No Rohingya Show up for Repatriation to Myanmar
No Rohingya Muslims turned up to return to Myanmar from camps in Bangladesh, said the country’s refugee commissioner, Mohammed Abul Kalam, on Thursday.
Members of the minority, 740,000 of whom fled a military offensive in 2017 that the United Nations likened to ethnic cleansing, are refusing to return without guarantees for their safety and a promise that they will at last be given citizenship by Myanmar.
None of them showed up to hop on five buses and 10 trucks laid on by Bangladesh.
Abul Kalam told a news conference that no one from 295 families already interviewed since Tuesday by the Bangladesh government and the UN's refugee agency agreed to go back to Myanmar.
Myanmar had earlier said the repatriation would start from Thursday. The Buddhist-majority country has certified more than 3,000 refugees from at least 1,056 families as eligible for repatriation.
Bangladesh Prime Minister Sheikh Hasina said her government will not force the refugees to return and the repatriation will only happen if they are willing.
"The Myanmar government raped us, and killed us. So we need security. Without security we will never go back," Rohingya leader Nosima said, according to a statement released by the refugees.
"We need a real guarantee of citizenship, security and promise of original homelands," said Mohammad Islam, a Rohingya from Camp 26, one of a string of sites in south-east Bangladesh that are home to around a million people.
"So we must talk with the Myanmar government about this before repatriation."
The vehicles provided to transport a first batch out of 3,450 earmarked for return turned up at 9:00 am (0300 GMT) at a camp in Teknaf.
But four hours later none had showed up.
Abul Kalam said the buses and trucks would wait at the camp until 4:00 pm and that they would continue to interview families.
The Rohingya are not recognized as an official minority by the Myanmar government, which considers them Bengali interlopers despite many families having lived in the country for generations.

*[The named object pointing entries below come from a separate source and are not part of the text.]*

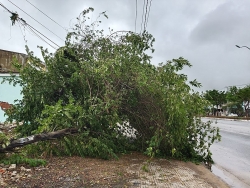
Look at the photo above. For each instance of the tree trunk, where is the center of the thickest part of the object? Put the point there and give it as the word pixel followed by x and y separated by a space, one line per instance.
pixel 20 142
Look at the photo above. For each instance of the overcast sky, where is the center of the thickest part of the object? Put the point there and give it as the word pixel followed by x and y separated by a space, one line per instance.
pixel 203 31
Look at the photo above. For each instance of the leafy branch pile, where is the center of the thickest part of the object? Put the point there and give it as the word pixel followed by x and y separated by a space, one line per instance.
pixel 105 86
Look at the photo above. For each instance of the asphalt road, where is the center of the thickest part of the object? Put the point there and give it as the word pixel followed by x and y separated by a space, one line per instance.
pixel 232 154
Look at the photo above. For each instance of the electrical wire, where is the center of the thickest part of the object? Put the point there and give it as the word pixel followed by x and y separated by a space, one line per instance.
pixel 142 15
pixel 33 30
pixel 47 15
pixel 148 12
pixel 35 20
pixel 145 16
pixel 135 14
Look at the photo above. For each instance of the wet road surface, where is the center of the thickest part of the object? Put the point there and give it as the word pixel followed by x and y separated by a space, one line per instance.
pixel 232 154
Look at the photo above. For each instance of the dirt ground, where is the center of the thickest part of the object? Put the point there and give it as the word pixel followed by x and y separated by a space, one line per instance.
pixel 131 170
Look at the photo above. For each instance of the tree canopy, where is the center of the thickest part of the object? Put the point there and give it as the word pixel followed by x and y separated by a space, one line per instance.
pixel 105 86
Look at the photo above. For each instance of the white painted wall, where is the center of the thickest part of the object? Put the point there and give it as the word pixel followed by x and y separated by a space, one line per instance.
pixel 8 93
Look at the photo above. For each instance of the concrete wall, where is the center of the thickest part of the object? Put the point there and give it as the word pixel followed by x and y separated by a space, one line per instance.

This has rendered them stateless, and they face other forms of state-sanctioned discrimination.
A UN-established investigation last year recommended the prosecution of Myanmar's top military commanders on charges of genocide, war crimes and crimes against humanity for the crackdown on the Rohingya. Myanmar dismissed the allegations.
The International Criminal Court has started a preliminary probe.
The latest repatriation attempt -- a previous push failed in November with many of those on a returnees list going into hiding -- follows a visit last month to the camps by high-ranking officials from Myanmar led by Permanent Foreign Secretary Myint Thu.
Bangladesh's foreign ministry forwarded a list of more than 22,000 refugees to Myanmar for verification and Naypyidaw cleared 3,450 individuals for "return".
Rohingya community leader Jafar Alam told AFP the refugees had been gripped by fear since authorities announced the fresh repatriation process.
They also feared being sent to camps for internally displaced people (IDP) if they went back to Myanmar.
In New York, UN spokesman Stephane Dujarric said Wednesday that repatriations had to be "voluntary".
"Any return should be voluntary and sustainable and in safety and in dignity to their place of origin and choice," Dujarric told reporters.
The UN Security Council met behind closed doors on the issue on Wednesday.
"Myanmar has yet to address the systematic persecution and violence against the Rohingya, so refugees have every reason to fear for their safety if they return," Human Rights Watch said Thursday.